Contexte de la consultation publique

En 2008, Patrick Brocorens et des collègues de l’U-Mons ont écrit à tous les bourgmestres pour qu’ils intègrent le pic du pétrole dans leurs décisions en mettant sur pied des comités locaux ad hoc. Ils souhaitaient ainsi stimuler des actions au niveau local mais finalement l’intérêt est venu du Parlement Wallon: Michel Lebrun y a créé le Comité des pics de production de pétrole et de gaz. Ils ont auditionné divers experts et fait voter une résolution parlementaire qui reconnaît l’importance du pic du pétrole. Ils ont aussi soutenu l’organisation d’un congrès international de l’Association pour l’étude du pic du pétrole (ASPO) en 2011.

En 2008, le prix du pétrole grimpait, c’était dans l’air. Après, ce sujet a été occulté par d’autres. Ce comité existe toujours et l’ASPO leur a suggéré cette enquête publique pour relancer une dynamique. Tous les avis sont bienvenus pour cet exercice d’intelligence collective : c’est plus intéressant qu’organiser une conférence… L’enquête a démarré début 2013, et on peut réagir jusqu’au 15/12/13.

Qu’en est-il du pic du pétrole ?

Premier constat: le grand public est face à des informations contradictoires. Apparemment, on trouve toujours de nouvelles réserves et certains prédisent une baisse des prix. .Les associations essayent de rééquilibrer le débat mais on se sent comme une goutte d’eau dans l’océan; cette enquête se fait dans un contexte peu favorable…

En effet, admet Patrick Brocorens : les prix fluctuent, tout comme la demande. Depuis 2000, il y a une tendance à la hausse. À court terme, l’analyse n’est pas aisée. Le pic du pétrole n’est pas un événement limité dans le temps. Il s’étire : 150 ans de production / plateau ondulant ou pic écrasé (actuellement) / 150 ans de dégringolade (pronostiquée).

Parmi les pays producteurs, on distingue ceux en déclin, ceux qui sont sur le plateau du pic et ceux en croissance qui n’y sont pas encore. Vers 2004, on a vu les prix augmenter fortement, parallèlement au pic du pétrole conventionnel, soit 7/8e de la production mondiale: le pétrole facile. Reste le pétrole plus difficile à extraire qui participe au rebond : huile de schiste, pétrole en haute mer.

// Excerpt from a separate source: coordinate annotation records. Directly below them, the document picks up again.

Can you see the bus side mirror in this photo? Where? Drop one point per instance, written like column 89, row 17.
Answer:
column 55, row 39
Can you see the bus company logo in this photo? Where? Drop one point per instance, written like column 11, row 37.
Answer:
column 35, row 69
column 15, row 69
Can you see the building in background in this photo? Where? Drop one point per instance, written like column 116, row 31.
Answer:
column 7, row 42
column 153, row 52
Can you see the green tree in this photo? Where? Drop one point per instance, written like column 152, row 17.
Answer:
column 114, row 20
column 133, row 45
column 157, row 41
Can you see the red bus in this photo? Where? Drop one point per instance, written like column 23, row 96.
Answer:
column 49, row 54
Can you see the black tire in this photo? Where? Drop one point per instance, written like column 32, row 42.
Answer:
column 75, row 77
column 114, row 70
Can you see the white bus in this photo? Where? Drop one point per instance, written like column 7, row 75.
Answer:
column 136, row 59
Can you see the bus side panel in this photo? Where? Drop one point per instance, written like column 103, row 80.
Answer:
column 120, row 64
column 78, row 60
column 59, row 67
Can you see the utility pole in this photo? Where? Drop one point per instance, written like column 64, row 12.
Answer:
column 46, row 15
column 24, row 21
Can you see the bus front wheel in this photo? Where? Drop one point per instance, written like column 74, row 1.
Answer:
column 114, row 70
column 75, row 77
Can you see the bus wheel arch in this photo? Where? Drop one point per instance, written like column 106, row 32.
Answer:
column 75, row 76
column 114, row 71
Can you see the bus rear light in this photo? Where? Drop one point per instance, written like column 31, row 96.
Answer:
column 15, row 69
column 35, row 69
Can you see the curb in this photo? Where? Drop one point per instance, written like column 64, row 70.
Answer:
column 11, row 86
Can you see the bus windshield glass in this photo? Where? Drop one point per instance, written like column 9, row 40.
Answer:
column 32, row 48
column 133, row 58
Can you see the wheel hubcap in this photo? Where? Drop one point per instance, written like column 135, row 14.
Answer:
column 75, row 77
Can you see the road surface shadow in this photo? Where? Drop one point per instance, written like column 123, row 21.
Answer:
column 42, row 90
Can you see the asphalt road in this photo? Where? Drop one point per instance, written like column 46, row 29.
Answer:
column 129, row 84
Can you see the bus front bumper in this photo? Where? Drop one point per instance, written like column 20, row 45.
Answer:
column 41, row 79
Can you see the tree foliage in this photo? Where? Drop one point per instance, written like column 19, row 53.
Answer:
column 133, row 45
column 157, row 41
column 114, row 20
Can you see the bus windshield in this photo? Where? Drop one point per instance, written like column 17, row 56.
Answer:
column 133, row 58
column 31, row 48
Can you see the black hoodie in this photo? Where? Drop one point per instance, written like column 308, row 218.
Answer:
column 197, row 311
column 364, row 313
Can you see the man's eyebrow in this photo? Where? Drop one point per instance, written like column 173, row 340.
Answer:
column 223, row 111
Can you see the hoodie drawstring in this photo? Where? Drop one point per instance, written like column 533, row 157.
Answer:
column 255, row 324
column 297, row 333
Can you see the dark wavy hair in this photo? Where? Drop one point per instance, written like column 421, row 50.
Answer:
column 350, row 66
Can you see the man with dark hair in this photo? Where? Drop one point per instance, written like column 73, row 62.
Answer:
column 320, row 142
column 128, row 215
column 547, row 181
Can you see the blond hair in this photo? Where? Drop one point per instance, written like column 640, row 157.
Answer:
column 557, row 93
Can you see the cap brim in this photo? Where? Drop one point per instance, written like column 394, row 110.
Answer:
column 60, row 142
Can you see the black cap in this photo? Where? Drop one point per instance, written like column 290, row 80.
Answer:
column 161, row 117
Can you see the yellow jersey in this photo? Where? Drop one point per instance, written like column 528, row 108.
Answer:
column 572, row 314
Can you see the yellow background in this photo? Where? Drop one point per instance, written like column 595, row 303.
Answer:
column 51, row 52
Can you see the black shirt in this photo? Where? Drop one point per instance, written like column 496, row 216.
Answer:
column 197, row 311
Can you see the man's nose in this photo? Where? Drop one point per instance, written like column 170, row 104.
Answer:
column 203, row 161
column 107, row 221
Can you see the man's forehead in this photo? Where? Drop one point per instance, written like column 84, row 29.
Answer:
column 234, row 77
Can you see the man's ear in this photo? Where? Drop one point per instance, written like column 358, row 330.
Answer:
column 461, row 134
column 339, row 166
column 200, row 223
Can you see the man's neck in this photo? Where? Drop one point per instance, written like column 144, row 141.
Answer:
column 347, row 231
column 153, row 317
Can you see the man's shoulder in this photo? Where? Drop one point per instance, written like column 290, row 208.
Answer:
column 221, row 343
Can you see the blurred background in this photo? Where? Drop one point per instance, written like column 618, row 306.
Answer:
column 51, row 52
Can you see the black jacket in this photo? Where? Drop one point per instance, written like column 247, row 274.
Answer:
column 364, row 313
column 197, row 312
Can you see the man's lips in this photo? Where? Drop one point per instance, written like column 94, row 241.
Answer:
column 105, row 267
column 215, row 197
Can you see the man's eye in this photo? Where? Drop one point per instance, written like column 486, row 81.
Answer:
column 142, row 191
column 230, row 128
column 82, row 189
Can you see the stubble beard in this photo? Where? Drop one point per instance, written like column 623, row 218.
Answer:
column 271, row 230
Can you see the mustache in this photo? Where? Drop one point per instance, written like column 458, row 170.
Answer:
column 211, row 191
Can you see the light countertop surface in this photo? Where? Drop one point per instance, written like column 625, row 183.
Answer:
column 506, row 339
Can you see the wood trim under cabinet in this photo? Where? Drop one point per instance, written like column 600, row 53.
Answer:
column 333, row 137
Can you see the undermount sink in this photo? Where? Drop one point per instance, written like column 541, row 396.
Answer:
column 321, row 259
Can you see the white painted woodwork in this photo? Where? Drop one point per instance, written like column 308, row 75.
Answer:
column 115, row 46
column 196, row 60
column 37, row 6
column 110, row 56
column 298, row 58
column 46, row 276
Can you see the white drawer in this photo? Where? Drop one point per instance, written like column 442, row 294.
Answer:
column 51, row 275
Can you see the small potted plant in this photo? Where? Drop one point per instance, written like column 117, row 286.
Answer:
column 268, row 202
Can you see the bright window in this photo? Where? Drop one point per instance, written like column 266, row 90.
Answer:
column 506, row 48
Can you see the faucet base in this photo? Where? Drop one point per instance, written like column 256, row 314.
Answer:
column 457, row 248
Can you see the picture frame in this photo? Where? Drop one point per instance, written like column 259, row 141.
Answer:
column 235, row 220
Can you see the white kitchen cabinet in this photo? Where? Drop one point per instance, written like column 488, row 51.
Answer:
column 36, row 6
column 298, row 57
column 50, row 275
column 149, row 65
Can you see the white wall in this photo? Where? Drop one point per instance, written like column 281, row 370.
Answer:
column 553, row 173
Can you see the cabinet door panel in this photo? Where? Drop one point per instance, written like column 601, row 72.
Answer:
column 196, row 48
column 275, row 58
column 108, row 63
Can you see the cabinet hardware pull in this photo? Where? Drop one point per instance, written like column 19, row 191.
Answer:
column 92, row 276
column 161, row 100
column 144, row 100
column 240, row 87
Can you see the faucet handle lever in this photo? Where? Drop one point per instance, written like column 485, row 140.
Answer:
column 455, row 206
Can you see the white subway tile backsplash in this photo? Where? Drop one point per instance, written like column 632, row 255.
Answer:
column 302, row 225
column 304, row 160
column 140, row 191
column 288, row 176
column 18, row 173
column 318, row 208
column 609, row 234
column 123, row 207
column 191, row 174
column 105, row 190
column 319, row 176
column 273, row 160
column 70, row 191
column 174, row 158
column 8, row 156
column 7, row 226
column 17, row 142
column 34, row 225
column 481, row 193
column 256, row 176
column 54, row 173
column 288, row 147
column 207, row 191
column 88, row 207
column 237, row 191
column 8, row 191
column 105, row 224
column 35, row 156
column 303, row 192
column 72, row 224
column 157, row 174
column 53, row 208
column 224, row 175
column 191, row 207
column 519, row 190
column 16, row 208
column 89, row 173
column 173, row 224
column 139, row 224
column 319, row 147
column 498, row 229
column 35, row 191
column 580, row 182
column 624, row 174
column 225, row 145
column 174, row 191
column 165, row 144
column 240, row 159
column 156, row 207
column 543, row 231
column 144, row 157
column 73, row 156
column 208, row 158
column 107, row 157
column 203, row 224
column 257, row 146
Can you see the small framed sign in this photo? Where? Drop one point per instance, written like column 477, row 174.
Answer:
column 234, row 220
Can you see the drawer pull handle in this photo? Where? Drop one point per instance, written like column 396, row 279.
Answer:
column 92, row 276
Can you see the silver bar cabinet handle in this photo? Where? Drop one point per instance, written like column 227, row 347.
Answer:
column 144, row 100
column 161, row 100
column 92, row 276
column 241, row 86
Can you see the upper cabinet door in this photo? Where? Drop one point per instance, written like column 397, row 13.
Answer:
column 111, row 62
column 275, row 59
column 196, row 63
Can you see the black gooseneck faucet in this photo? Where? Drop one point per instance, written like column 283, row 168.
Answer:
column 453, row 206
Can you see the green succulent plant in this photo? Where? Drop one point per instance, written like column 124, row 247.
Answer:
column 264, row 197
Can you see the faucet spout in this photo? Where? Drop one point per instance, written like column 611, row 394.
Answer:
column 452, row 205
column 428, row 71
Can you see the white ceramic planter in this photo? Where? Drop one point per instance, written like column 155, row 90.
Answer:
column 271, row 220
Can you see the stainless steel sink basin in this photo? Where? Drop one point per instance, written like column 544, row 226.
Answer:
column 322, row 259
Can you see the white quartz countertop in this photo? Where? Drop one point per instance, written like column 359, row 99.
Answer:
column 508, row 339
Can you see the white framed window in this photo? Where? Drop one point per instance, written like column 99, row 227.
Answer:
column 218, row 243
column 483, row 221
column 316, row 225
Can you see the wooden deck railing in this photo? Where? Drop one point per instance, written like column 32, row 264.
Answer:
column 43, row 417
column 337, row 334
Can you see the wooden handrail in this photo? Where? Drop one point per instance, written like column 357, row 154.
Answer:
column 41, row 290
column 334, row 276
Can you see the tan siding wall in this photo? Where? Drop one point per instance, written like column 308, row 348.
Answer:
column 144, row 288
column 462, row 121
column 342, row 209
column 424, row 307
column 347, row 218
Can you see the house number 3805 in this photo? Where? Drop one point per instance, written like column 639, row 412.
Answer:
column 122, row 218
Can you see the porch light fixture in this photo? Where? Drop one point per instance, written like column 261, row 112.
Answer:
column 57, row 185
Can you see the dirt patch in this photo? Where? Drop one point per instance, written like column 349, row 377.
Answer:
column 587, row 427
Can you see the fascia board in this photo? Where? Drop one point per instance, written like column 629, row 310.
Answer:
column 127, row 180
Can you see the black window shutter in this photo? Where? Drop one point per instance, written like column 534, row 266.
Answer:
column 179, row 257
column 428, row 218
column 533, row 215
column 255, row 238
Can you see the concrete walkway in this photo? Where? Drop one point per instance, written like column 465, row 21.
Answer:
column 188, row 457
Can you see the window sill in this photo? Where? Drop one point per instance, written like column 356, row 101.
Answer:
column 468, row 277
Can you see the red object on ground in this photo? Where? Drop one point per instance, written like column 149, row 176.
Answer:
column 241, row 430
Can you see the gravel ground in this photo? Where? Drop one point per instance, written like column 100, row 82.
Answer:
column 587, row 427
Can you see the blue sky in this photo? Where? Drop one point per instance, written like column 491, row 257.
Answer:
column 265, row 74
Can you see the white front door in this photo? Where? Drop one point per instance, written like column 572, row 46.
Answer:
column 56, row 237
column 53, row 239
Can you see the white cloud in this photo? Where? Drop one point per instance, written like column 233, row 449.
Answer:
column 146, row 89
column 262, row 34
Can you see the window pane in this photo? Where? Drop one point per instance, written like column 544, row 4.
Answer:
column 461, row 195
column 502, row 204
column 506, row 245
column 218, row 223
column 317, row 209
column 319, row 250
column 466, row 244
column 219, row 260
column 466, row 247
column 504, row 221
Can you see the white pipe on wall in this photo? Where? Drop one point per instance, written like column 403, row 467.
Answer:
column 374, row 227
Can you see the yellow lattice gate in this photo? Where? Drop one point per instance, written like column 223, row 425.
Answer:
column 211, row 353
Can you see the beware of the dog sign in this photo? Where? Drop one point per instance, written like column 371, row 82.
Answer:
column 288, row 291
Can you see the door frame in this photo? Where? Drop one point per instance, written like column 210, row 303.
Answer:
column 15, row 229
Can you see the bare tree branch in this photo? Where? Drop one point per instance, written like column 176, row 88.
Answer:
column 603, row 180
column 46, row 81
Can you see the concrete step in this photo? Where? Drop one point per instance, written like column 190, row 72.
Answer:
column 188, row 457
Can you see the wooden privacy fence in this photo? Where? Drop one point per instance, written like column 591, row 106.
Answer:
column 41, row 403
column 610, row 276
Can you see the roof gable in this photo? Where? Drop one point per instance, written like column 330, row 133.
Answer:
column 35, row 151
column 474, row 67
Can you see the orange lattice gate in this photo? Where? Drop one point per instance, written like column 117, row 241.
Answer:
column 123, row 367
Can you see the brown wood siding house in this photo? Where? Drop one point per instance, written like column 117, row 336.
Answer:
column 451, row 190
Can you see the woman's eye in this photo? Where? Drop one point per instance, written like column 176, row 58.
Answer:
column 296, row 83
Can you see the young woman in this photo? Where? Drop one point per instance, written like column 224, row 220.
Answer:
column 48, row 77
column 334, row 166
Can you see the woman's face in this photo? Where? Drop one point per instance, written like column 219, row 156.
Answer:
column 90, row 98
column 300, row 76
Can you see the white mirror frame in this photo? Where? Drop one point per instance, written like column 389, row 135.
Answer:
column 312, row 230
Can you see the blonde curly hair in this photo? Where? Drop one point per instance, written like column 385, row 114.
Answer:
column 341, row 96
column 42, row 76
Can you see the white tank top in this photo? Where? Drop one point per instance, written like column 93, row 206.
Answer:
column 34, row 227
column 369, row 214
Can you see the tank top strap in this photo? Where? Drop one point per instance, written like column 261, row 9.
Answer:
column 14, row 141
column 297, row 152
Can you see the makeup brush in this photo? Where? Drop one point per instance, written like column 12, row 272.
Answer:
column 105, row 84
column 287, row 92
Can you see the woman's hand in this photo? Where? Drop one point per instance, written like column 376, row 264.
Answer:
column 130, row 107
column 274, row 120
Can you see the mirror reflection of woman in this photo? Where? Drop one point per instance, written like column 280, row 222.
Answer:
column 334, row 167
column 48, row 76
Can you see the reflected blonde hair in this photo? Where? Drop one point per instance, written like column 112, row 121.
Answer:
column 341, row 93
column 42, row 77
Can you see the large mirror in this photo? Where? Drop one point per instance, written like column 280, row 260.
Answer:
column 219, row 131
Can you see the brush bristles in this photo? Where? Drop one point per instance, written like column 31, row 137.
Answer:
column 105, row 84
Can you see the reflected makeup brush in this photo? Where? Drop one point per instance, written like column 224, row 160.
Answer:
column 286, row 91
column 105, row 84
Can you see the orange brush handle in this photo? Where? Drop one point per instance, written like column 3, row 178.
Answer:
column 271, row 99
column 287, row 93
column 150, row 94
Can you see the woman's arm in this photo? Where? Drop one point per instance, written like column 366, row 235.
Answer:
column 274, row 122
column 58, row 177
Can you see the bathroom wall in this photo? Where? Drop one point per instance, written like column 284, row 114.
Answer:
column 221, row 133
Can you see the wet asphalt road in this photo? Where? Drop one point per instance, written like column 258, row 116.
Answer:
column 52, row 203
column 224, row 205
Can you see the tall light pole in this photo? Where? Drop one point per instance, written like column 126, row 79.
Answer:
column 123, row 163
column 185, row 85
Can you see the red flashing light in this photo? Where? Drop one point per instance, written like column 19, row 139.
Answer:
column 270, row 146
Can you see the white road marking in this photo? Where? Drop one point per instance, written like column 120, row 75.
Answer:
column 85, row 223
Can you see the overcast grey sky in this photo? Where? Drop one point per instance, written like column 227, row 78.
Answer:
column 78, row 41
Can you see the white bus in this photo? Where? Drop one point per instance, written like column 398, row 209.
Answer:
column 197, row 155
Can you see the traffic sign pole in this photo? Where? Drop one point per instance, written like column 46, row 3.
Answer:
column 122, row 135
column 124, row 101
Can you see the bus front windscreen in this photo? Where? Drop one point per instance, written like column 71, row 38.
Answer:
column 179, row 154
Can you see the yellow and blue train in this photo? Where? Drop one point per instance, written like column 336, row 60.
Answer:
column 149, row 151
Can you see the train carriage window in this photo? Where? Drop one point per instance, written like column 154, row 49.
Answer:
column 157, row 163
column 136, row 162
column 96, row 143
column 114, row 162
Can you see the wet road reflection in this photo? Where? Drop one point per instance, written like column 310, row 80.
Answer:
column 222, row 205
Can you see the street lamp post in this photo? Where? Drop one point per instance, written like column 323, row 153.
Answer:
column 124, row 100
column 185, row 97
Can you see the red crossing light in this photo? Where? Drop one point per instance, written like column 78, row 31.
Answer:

Différents scénarios ont été émis. Au niveau global, le pic monte jusque 2020 puis redescend jusque 2035 en plateau ondulant. Le dernier joker mondial est l’Irak qui pourrait ajouter 4,5 millions de barils par jour.

Quid de lieux de production polémiques ?

Pour que ce soit rentable en conditions extrêmes il faut déjà que le prix soit élevé. En Arctique, le développement sera lent. Dans le parc Yasuni (Equateur) il n’y a pas grand chose, quelques semaines de production à l’échelle mondiale (c’est pour l’Equateur que cette réserve est importante). Cette importance relative est un argument contre le projet. Au parcs Virunga (RDC Congo) ce n’est pas clair, puisqu’on essaye d’empêcher l’exploration elle-même (cf campagne du WWF).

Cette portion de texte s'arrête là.